We spend more than half of our life’s days standing in front of the mirror and judging ourselves.  And all the judgment comes down to our sex appeal. Isn’t it? Are we desirable enough to the opposite sex? Sex is an integral part of our daily lives. More than anything else sex is a biological process where heart rate, breathing, blood pressure play a humongous role. And I am sure a lot of people will agree to their importance in any sexual activity. People, who get little or no physical exercise, have an increased risk of triggering a heart attack or sudden cardiac death when they engage in sexual intercourse. Increased risk is temporary only occurring within a few hours of the activity. Regular exercise reduces, but does not eliminate, the increased risk. Workout addresses most of the physical issues that may hamper your sexual activity.

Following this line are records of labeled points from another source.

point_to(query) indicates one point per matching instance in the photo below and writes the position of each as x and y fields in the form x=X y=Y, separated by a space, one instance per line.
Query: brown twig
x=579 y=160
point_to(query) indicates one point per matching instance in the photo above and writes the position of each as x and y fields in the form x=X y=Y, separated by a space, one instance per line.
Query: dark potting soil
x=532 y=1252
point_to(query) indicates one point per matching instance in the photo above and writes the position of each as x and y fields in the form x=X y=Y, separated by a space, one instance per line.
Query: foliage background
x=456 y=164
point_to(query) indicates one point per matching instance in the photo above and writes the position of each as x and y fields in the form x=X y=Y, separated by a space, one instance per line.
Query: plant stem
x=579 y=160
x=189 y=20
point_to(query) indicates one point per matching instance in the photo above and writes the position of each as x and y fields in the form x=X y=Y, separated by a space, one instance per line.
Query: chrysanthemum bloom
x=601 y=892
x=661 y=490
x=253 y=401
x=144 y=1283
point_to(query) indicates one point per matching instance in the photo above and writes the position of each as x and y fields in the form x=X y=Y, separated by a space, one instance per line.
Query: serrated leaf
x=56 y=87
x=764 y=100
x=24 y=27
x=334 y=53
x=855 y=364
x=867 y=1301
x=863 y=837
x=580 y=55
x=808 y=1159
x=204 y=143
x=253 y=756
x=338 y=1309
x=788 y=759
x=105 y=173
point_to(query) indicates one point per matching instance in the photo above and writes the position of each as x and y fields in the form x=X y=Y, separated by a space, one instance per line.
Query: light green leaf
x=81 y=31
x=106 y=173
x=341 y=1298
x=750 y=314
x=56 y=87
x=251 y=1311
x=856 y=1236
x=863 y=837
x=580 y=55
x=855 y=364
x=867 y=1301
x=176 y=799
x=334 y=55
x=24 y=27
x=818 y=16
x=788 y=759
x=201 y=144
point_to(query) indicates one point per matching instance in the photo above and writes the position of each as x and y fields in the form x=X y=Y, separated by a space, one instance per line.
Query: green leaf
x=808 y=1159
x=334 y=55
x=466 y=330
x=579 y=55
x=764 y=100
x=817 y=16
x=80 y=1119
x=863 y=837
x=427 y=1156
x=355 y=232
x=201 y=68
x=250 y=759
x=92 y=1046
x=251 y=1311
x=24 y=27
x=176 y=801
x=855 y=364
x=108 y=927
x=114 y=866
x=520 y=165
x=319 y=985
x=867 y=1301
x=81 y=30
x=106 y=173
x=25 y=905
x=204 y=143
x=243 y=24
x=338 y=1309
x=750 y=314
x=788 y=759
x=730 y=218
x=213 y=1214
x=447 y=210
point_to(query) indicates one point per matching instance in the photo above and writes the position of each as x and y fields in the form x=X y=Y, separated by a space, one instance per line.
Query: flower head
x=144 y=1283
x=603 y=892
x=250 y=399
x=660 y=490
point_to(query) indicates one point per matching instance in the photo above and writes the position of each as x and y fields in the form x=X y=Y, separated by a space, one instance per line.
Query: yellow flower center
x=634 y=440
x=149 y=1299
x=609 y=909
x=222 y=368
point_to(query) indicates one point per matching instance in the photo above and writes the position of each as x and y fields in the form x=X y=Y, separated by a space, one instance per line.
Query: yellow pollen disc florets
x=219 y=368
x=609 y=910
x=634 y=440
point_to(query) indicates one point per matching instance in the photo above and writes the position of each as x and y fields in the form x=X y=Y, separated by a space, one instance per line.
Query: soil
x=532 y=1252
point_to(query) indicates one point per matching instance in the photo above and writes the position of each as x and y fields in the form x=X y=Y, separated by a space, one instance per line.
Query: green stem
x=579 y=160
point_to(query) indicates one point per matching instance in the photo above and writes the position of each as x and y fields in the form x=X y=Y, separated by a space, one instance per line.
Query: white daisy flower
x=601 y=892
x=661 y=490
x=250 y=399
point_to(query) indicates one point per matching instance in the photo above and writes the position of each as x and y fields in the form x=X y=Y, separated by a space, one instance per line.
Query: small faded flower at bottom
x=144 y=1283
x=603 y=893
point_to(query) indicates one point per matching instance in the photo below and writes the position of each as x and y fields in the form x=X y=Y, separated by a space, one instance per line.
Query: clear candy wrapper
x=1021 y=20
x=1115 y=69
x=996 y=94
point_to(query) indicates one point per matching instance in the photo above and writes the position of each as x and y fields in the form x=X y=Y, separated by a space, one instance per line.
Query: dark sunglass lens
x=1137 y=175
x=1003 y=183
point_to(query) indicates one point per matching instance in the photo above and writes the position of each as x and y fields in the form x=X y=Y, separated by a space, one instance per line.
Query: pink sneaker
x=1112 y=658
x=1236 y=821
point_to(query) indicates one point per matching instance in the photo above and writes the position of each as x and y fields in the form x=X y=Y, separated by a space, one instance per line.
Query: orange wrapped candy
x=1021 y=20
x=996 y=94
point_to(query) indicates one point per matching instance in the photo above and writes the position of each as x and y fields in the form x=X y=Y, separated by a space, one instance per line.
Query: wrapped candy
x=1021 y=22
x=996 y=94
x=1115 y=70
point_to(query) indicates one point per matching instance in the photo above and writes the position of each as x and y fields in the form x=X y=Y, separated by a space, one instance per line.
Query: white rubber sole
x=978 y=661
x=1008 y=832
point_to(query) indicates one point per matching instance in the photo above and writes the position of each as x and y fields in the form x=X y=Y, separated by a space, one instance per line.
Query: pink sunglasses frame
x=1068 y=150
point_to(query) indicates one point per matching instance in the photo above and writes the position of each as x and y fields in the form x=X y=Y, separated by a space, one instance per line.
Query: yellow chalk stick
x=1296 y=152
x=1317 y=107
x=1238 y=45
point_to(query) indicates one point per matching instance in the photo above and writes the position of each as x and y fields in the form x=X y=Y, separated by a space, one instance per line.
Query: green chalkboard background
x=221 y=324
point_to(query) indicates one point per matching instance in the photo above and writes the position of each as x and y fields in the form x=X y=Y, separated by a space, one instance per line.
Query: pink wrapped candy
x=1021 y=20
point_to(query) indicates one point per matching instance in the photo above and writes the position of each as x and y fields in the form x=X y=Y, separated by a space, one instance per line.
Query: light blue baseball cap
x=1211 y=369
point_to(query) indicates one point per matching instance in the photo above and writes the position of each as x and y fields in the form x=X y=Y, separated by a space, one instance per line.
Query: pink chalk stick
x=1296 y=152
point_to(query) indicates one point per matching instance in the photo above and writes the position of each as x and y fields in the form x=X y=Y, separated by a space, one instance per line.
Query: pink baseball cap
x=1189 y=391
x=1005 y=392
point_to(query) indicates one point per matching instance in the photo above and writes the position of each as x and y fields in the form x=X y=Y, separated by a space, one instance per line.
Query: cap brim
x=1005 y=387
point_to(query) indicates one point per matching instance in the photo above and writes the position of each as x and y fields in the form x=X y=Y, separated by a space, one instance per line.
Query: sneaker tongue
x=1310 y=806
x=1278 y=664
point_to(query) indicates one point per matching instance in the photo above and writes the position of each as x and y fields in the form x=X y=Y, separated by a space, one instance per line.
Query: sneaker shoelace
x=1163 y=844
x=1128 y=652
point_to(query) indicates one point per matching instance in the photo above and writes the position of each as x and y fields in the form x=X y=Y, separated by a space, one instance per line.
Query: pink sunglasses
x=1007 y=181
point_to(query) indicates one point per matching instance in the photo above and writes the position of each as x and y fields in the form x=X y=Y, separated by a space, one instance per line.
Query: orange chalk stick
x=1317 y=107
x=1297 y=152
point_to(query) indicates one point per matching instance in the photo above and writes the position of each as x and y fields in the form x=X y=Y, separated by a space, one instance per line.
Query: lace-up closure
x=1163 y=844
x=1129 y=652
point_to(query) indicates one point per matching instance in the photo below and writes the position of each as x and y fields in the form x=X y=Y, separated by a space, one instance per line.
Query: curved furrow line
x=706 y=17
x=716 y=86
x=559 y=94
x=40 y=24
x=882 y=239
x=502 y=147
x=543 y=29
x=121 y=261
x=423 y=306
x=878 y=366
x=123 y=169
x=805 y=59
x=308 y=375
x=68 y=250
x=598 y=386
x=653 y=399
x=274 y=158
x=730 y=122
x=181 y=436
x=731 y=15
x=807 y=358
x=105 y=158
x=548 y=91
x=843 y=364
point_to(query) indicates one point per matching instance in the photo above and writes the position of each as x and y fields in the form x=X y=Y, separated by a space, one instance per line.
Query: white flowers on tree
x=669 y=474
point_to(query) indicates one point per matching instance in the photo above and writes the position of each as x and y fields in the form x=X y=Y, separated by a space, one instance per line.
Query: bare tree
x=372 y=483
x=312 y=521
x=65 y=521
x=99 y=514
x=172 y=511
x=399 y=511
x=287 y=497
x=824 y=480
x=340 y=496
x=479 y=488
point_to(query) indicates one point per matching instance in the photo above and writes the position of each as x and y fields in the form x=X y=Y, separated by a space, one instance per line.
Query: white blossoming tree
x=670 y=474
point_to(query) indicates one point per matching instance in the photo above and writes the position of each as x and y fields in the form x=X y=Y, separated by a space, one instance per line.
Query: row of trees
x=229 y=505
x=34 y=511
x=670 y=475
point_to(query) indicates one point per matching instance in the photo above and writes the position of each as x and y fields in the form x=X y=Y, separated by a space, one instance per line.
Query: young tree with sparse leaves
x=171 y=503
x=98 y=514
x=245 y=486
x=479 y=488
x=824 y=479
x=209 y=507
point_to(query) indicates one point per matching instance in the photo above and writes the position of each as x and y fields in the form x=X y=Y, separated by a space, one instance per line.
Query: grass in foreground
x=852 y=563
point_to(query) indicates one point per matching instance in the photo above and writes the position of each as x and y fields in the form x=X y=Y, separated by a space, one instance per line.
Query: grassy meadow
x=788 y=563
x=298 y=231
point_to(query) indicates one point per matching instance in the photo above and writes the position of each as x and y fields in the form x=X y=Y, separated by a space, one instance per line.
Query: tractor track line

  1. Improve blood circulation

Regular intense workouts enhance blood flow to every part of the body. An improved blood flow to genitals enhances arousal in both men and women.

 

  1. Breathing

Regular workouts improve breathing during sex. Right breathing helps men reaching climax in men and orgasm in women more effectively. It also helps with weight loss.

 

 

 

 

 

 

  1. Improves stamina

A night to remember can’t be possible without a beauty and a beast together. When I say beast it means hell of stamina so you don’t end up disappointing yourself and your partner.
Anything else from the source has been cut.